Silent and impassive to all the twitches and ripples in the microscopic biofilm of one ordinary planet, in the hundreds of years since Messier noticed this odd feature among the stars–in the thousands filled with death and wars and tears of joy and sorrow since Lucretius did his ancient poolside musings–the photons from its clustered stars continued their long journey outward. Only now do they finally land on my retinas to collapse wave functions and trigger individual rod-shaped cells to launch neurotransmitters down neighboring filaments of cell-strings along my optic nerves.

In my brain, a little smudge registers. Something’s really up there.

The stars in M52 will keep launching their photons all my life, as they have for 35 million years now. They’ll get lost in the sea of light that covers and warms the daylight half of earth, fall through clear skies over the other half in darkness, and remain ignored almost always, as the earth swings around its own little star a few dozen more times until my eyes no longer see anything at all.
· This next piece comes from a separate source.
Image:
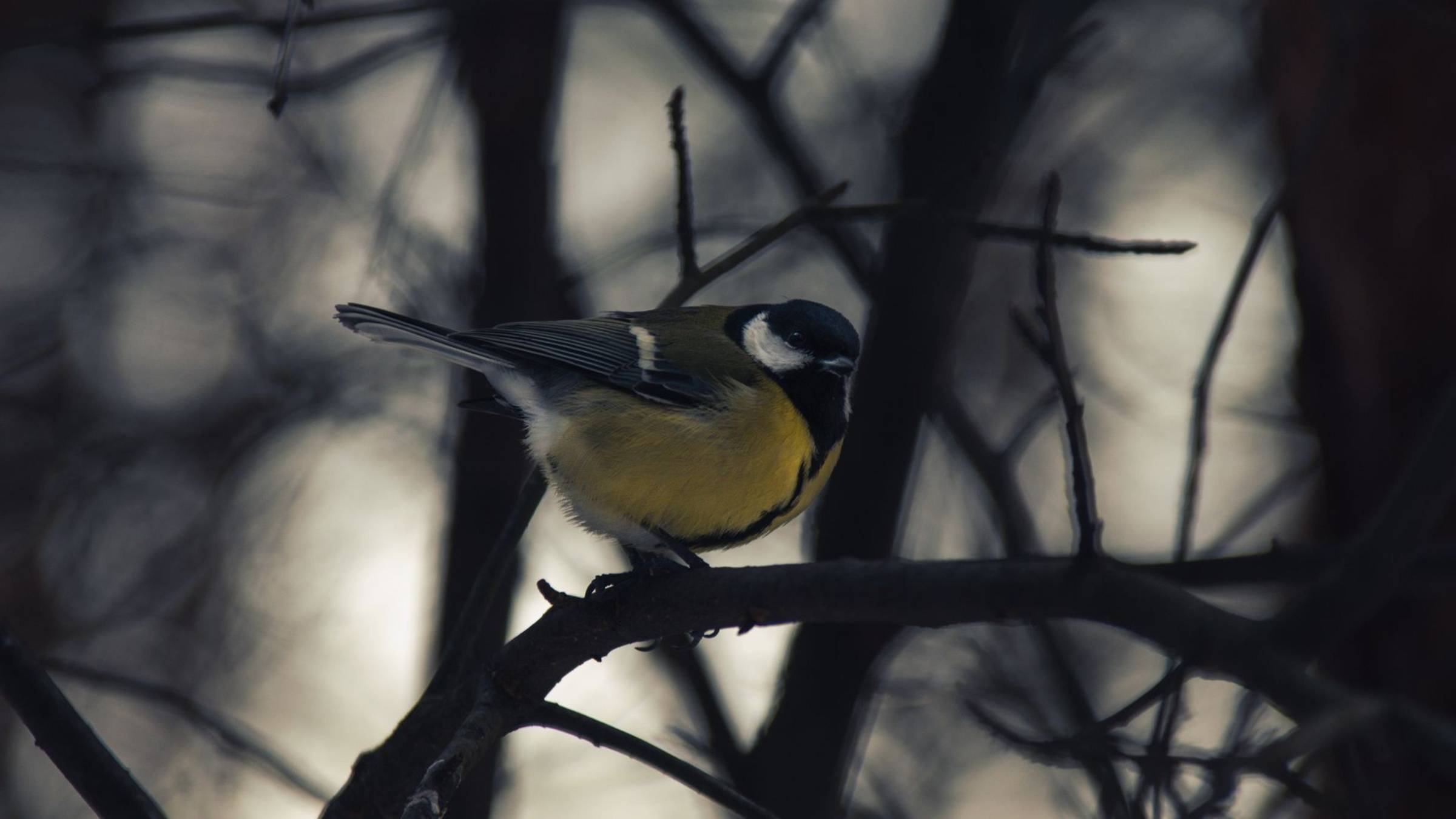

And yet, despite my absence, the earth will stay in its orbit and the photons will stream on.


  1. Does it surprise you to see such ringing words of spirituality as the epigraph to an atheist’s essay? Such prose retains its profound beauty regardless of one’s disagreements with its message. And even with no God in the picture, I am still happy to call whatever was behind the Big Bang, or the quantum fluctuation that unleashed the Big Bang, or whatever was behind that, a “power that is unfathomably secret,” even holy, filling me with a sort of reverence as I gave upwards at night. 

  2. There’s also some light pollution near the horizon, even out here, miles from the nearest city. I’ve tried to de-emphasize it with reduced yellow and green luminance. 


  4. Because “this cluster is in the plane of the Milky Way,” our available “methods of determining distance are too uncertain,” some yielding estimates “as small as 3,000 light years, while others are as large as 7,000” (Ethan Siegel, “Messier Monday: A Star Cluster on the Bubble, M52,” ScienceBlogs

  5. Lucretius, Book IV, line 191. From On the Nature of the Universe, Ronald Melville, trans. (Oxford University Press). 

  6. Book IV, lines 295-99. 

  7. It’s not exactly the same time, of course, something I remain well aware of as an electrical engineer with a radio background. Indeed, engineers rely on the known and limited speed of light to do antenna design with all of its resonant and carefully spaced conductive elements. Quarter-wavelength spacings abound. 

  8. Book IV, lines 210-17. 

  9. “How Many Stars Are There In the Universe?”, European Space Agency. I’ve seen another dim smudge out there in the night sky from the nearest of those other galaxies, Andromeda. Its photons took millions of years to reach me instead of thousands.